This will be the most difficult Guinness Six Nations yet according to France coach Fabien Galthié, who wants his side to build the final step that can take them over the top.
After finishing runners-up in each of the last two campaigns, France enter this year’s Championship hoping to lift the trophy, having last done so back in 2010.
With two home games to start, against Italy and then Ireland, and another clash with England at the Stade de France to finish, there is a good opportunity for a France team who won three from three in the Autumn Nations Series including a convincing win over New Zealand.
But Galthié is only too aware of how tough this year’s Championship will be.
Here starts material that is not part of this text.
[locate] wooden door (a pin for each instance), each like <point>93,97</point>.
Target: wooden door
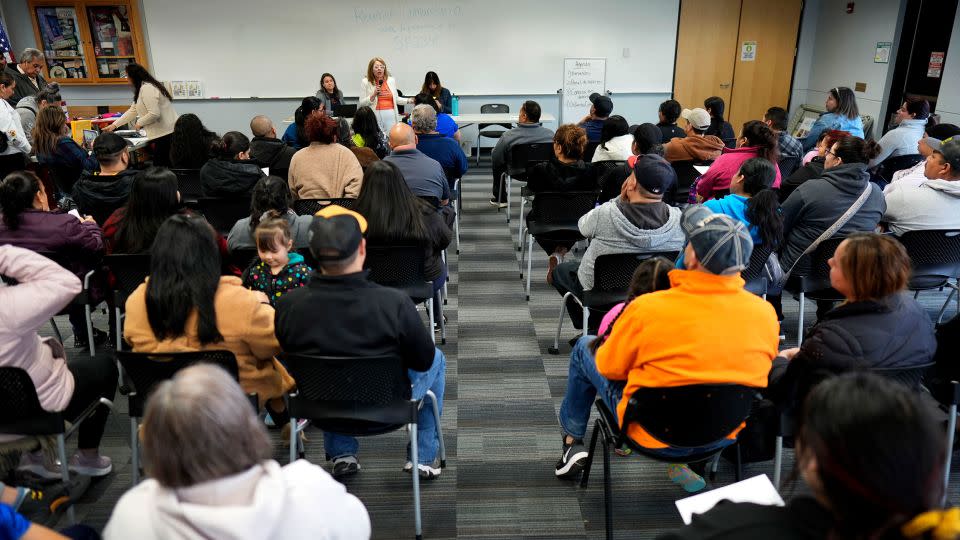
<point>764,81</point>
<point>706,50</point>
He said: “This Championship is always very difficult because every team has great potential to win and every game is different and unique. They have different strategies and tactics. Our ambition is to win our games and win the competitions.
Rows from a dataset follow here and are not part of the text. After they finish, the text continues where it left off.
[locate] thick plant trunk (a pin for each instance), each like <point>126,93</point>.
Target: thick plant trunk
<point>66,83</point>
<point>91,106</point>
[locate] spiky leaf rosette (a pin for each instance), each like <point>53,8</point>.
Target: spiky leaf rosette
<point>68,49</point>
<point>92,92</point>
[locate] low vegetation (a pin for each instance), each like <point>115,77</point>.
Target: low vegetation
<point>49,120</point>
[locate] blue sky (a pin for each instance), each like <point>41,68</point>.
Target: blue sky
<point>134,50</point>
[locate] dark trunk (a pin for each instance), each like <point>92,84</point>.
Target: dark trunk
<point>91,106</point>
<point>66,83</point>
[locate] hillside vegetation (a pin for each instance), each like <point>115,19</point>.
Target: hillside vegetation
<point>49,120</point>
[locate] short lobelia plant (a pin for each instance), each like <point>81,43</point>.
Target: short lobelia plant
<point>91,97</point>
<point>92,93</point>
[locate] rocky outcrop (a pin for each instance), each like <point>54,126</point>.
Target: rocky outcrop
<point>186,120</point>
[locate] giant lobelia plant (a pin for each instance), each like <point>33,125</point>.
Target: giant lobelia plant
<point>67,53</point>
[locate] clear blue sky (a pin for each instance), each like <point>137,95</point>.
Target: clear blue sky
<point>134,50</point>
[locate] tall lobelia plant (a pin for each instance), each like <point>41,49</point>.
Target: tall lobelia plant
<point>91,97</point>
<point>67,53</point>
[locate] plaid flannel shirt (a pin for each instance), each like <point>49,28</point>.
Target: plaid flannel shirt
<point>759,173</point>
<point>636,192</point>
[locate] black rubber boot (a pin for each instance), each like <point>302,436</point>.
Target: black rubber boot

“Our ambition has remained the same and we have learned a lot from all these experiences. We keep improving as a staff and as players, who have improved the level of maturity. We want with this great experience that we keep nurturing, to be able to build the last step and achieve the last stage in the process. We are building that last step.”
The 40-25 success over the All Blacks was one of the standout results of the Autumn Nations Series and the latest proof that Galthié is building a formidable side.
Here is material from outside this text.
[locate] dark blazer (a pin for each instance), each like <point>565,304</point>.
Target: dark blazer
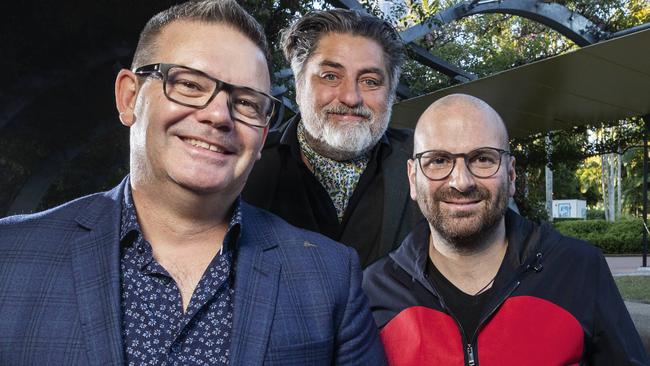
<point>275,182</point>
<point>298,297</point>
And while he has not yet had the opportunity to gauge whether the players have grown in confidence since that success, from afar, he believes there has certainly been a change in mindset.
He added: “We had the game and said goodbye. We’ve been together again for two days and haven’t had time to talk about it. We’ve not had time to realise the impact of the victory on the players. As far as I could see when they have been in their clubs, they have looked happy and kept growing and enjoyed playing. They look happy and physically well.”